Gedetailleerde opvolging van het herstel tijdens klinische mastitis van start gegaan op 3 praktijkbedrijven
Het huidige mastitismanagement in Vlaanderen is gebaseerd op preventie, een goede detectie en de opstart van een behandeling. Na deze opstart wordt het herstel niet of nauwelijks objectief opgevolgd waardoor het voor een melkveehouder niet zo voor de hand liggend is om de effectiviteit van de behandeling te beoordelen of de behandeling bij te sturen. Met als resultaat een overmatig gebruik van antibiotica bij een te lange behandeling of een onvolledig herstel bij een te korte behandeling.
Binnen het MastiManproject is daarom begin dit jaar een studie gestart naar het herstel van melkkoeien tijdens klinische mastitis. Herstel betekent het onderdrukken van de pathogeen (bacteriologisch herstel) gevolgd door het verdwijnen van de klinische symptomen en het herstel van het uierweefsel (klinisch herstel).
Het doel van deze studie is om na te gaan of het mogelijk is om met commerciële sensortechnologie het herstel tijdens klinische mastitis te evalueren en op te volgen. Hiervoor wordt een model ontwikkeld dat de genezing en het herstel van het uierweefsel bij uiergezondheidsproblemen beschrijft gebruik makend van (historische) diergegevens en melkproductie en –kwaliteitsgegevens.
De gegevensverzameling voor deze studie werd begin dit jaar opgestart op 3 melkveebedrijven. Op deze bedrijven zullen gedurende 2 jaar alle dieren met klinische mastitis in detail opgevolgd worden tot 21 dagen na de opstart van de behandeling. Deze opvolging houdt in dat op de dag van de detectie en vervolgens ook op dag 3, 7, 14 en 21 de koe onderzocht wordt op het voorkomen van klinische symptomen zoals koorts, een rood, hard of gezwollen kwartier of afwijkingen in de melk. Om het bacteriologisch herstel in kaart te brengen wordt op dag 0, 7 en 21 ook een melkstaal genomen voor bacteriologisch onderzoek. Gedurende drie weken na de start van de behandeling zal er ook van elke melking een staal genomen worden voor de bepaling van het celgetal, het gedifferentieerd celgetal, het vet-, eiwit- en lactosegehalte. Het gedifferentieerd celgetal geeft de verhouding weer tussen de neutrofielen en macrofagen en geeft aldus heel wat informatie over het stadium waarin de infectie zich bevind. Om een beeld te krijgen van al deze parameters in niet-geïnfecteerde toestand wordt er ook wekelijks een melkstaal genomen van alle op het bedrijf aanwezige dieren.

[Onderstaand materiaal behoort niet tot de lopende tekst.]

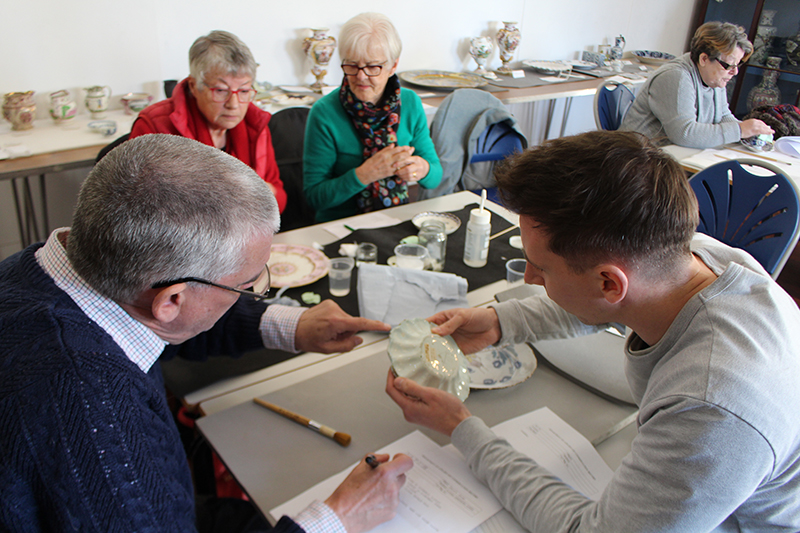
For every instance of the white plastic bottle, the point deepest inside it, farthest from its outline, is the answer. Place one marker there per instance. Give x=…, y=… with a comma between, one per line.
x=476, y=243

Aan de melkveehouders wordt gevraagd om alle informatie en de behandelingen nauwkeurig bij te houden op een overzichtelijke scheurkalender. Het M-team, een team van dierenartsen binnen de faculteit diergeneeskunde van de universiteit Gent gespecialiseerd in uiergezondheid en melkkwaliteit, zal regelmatig langsgaan op deze bedrijven om het herstel van de klinische dieren te bespreken. Reageren de dieren goed op de opgestarte behandeling? Hoe evolueert het celgetal van dag 0 tot dag 21? Welke kiemen vinden we terug via de bacteriologische onderzoeken en herstelt de melkproductie zich volledig? Ook krijgt de melkveehouder een overzicht van de algemene uiergezondheidssatus op zijn bedrijf aan de hand van de wekelijkse melkanalyses.
Als laatste deel van deze studie zal nagegaan worden welke sensorinformatie essentieel is voor het beoordelen van het herstel, wat de minimale meetfrequentie en –nauwkeurigheid is en of een meting op kwartierniveau noodzakelijk is. Deze informatie zal het mogelijk maken om investeringen in sensortechnologie en melkanalyses in de toekomst nog beter te onderbouwen.